Apesar de a taxa de mortalidade de menores de 5 anos estar bem abaixo da média mundial (que é de 72 mortes para cada mil nascidos vivos), o País entrou nesse grupo devido ao número absoluto de óbitos. De acordo com o relatório, em 2006, 74 mil crianças morreram no Brasil antes do quinto aniversário.
Até 2015, O Brasil pretende atingir até 2015 os objetivos de Desenvolvimento do Milênio que tem como prioridade o combate a mortalidade infantil. O Brasil e um dos 60 países selecionados.
O Brasil tinha uma taxa de 57 mortes de menores de 5 anos por mil nascidos vivos em 1990. Esse número foi reduzido em 2006 para 20 mortes por mil nascidos vivos, de acordo com os dados globais do UNICEF.
Com essa nova marca, o País deixou a 86ª posição no ranking mundial da taxa de mortalidade na infância, saltando para a 113ª. No ranking, ocupam as primeiras posições os países com as mais altas taxas de mortalidade na infância. Entre os que têm a menor taxa, estão Suécia, Cingapura, Espanha, Japão, Alemanha e Bélgica.

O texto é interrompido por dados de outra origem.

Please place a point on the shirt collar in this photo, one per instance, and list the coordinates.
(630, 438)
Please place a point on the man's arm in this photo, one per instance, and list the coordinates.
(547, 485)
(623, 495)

Na América do Sul, apenas três países têm taxas de mortalidade melhores do que o Brasil (Chile, na 148ª posição, com a taxa de nove mortes por mil nascidos vivos; o Uruguai, em 138ª lugar, com 12 mortes por mil; e a Argentina, em 125ª, com 16 mortes por mil).
A taxa de mortalidade infantil (menores de 1 ano de idade) é de 19 por mil nascidos vivos, conforme o relatório. Por se tratar de um relatório global, alguns dos números apresentam diferenças em relação aos dados das fontes oficiais do governo brasileiro. Isso ocorre em virtude da metodologia utilizada nos cálculos do relatório global, desenvolvida por várias instituições para permitir comparações globais.